The announcement followed a confirmation hearing in which the court signaled the plan satisfies the requirements of the Bankruptcy Code after a six-year process involving extensive mediation, witness testimony and negotiations with creditors. More than 99% of voting creditors supported the proposal, according to Purdue.
Purdue sought bankruptcy protection in 2019 as it faced lawsuits from states, municipalities, tribes and individuals alleging the company’s marketing of OxyContin fueled the nation’s opioid epidemic. The litigation created potentially massive liability, leading Purdue to pursue reorganization as a way to resolve claims collectively and channel funds to treatment and prevention programs.
Purdue said the court also indicated the plan reflects the U.S. Supreme Court’s requirement that individual creditors be allowed to decide whether to release any direct claims against members of the Sackler family, who controlled the company before stepping away in 2018.

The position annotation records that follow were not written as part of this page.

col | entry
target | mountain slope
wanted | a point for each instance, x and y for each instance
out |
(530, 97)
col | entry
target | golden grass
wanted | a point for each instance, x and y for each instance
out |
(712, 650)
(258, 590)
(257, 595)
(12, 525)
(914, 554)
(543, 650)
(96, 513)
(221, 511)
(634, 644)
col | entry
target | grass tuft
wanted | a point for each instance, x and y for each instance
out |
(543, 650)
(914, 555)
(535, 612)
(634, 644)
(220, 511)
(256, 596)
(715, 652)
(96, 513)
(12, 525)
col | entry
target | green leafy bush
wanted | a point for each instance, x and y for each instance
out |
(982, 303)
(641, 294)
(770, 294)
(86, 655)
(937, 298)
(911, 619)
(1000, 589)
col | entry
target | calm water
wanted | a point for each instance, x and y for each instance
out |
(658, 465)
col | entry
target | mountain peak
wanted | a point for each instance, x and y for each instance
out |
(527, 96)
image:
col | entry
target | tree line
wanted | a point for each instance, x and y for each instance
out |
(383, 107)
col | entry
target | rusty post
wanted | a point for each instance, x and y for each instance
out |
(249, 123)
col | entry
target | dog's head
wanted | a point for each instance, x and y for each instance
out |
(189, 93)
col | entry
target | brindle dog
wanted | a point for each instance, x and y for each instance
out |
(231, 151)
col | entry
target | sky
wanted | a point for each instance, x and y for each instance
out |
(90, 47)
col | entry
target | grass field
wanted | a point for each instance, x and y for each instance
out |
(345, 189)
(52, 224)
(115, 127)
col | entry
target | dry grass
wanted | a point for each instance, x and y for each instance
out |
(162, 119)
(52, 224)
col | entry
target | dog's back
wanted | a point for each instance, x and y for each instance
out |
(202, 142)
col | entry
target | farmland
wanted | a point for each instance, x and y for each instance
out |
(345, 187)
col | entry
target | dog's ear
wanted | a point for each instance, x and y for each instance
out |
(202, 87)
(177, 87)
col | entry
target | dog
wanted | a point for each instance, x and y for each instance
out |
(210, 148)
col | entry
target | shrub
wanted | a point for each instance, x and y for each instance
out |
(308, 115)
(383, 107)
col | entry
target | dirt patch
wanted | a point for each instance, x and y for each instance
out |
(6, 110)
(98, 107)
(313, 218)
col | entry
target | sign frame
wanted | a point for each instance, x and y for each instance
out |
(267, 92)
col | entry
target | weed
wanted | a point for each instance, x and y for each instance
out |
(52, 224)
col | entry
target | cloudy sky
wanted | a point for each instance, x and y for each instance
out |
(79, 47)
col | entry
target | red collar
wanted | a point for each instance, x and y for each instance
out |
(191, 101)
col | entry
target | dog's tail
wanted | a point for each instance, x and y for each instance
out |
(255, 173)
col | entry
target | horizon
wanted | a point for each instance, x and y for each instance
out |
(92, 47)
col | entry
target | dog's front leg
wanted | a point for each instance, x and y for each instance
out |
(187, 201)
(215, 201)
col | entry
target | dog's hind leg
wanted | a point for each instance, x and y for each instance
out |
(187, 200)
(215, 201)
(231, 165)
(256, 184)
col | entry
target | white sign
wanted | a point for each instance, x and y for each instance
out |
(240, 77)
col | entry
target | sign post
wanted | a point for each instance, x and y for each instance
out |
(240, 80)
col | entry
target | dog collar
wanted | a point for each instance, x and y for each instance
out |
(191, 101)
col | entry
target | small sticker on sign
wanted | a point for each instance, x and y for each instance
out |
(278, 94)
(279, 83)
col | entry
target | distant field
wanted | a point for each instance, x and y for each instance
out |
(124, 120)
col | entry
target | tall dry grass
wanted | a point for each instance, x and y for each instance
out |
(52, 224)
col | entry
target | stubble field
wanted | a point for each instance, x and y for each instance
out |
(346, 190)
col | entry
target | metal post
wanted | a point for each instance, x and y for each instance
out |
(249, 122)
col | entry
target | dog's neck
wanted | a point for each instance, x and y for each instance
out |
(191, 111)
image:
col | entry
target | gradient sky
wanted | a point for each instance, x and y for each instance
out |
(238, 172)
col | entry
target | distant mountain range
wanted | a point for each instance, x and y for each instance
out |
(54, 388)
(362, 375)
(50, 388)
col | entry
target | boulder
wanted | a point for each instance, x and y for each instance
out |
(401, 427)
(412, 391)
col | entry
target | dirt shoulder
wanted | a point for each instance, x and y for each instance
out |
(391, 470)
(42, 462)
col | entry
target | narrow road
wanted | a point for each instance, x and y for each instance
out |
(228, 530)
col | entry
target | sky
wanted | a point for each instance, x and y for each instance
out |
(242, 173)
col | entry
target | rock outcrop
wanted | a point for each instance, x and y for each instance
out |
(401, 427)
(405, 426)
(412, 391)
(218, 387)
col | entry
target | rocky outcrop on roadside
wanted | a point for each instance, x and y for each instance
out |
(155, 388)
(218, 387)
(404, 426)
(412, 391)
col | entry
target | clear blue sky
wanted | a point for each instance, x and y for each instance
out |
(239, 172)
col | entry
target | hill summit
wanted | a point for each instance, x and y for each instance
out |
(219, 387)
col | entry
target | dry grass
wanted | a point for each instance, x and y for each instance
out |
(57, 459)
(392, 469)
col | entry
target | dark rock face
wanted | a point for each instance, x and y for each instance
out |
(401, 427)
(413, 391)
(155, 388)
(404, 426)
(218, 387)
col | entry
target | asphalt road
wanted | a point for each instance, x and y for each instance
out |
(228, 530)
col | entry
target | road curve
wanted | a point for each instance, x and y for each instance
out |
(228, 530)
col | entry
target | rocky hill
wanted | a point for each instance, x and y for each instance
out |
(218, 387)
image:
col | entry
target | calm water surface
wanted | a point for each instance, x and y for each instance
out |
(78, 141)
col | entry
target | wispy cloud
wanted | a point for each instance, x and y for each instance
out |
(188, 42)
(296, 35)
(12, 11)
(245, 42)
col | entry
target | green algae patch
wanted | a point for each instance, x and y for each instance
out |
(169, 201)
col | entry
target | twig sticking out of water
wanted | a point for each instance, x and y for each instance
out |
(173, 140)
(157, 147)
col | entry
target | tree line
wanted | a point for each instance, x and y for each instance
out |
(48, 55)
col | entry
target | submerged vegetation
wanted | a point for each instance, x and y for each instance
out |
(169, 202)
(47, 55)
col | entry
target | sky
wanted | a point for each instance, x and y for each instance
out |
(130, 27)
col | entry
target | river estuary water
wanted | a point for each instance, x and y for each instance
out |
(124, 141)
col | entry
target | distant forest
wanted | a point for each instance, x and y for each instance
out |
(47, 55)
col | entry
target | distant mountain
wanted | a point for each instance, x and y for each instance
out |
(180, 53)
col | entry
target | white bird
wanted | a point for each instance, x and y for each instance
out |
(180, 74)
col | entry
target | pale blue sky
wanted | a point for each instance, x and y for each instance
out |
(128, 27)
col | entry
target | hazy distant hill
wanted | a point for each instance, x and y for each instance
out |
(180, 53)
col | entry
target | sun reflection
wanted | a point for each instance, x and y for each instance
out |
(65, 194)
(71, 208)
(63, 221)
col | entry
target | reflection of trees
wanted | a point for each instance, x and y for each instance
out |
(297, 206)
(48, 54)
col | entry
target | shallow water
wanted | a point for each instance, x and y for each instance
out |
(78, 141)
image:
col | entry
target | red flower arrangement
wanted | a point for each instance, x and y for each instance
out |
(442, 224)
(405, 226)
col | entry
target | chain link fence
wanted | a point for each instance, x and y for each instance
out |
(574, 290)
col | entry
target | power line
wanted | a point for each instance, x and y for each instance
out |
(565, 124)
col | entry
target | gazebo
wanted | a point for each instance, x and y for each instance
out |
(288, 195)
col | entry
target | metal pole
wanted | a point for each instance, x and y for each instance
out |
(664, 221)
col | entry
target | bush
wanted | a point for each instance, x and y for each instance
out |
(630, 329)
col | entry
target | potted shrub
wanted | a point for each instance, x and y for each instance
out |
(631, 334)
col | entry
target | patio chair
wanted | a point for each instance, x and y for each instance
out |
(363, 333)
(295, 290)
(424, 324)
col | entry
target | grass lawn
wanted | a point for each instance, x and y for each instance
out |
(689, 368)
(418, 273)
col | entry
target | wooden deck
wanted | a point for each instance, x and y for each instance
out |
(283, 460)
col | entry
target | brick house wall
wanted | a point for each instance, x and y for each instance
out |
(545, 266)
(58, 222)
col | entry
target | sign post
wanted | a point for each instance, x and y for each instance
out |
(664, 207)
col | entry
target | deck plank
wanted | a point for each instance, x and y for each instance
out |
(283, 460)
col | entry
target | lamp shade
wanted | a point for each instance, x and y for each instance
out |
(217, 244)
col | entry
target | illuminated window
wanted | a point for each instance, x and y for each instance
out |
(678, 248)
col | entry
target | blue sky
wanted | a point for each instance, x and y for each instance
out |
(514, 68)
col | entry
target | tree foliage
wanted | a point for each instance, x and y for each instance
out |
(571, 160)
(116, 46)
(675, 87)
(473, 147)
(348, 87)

Under the plan, Purdue would be dissolved and its assets transferred to a new entity, Knoa Pharma, which will be owned by an independent foundation and operate under strict monitoring. The new company is expected to distribute opioid-use-disorder treatments and overdose-reversal medications without a traditional profit-driven mandate.
The plan is expected to generate roughly $7.4 billion in cash for creditors, including state and local governments, tribes and individuals. The Sacklers are slated to contribute between $6.5 billion and $7 billion, beginning with a $1.5 billion payment when the plan takes effect. Additional recoveries could come from insurance and other litigation.
A pool of up to $865 million is earmarked for individual victims.
Purdue said the court’s review included testimony from nearly 20 fact and expert witnesses, thousands of pages of filings and statements from people affected by the opioid crisis.
Once the plan receives formal confirmation, Purdue will begin the final steps required to exit bankruptcy and activate the settlement structure. The company also plans to create a public repository containing millions of internal documents related to its sales and marketing practices.
If finalized, the reorganization would mark one of the largest pharmaceutical bankruptcies in U.S. history and close a significant chapter in nationwide litigation over Purdue’s role in the opioid epidemic.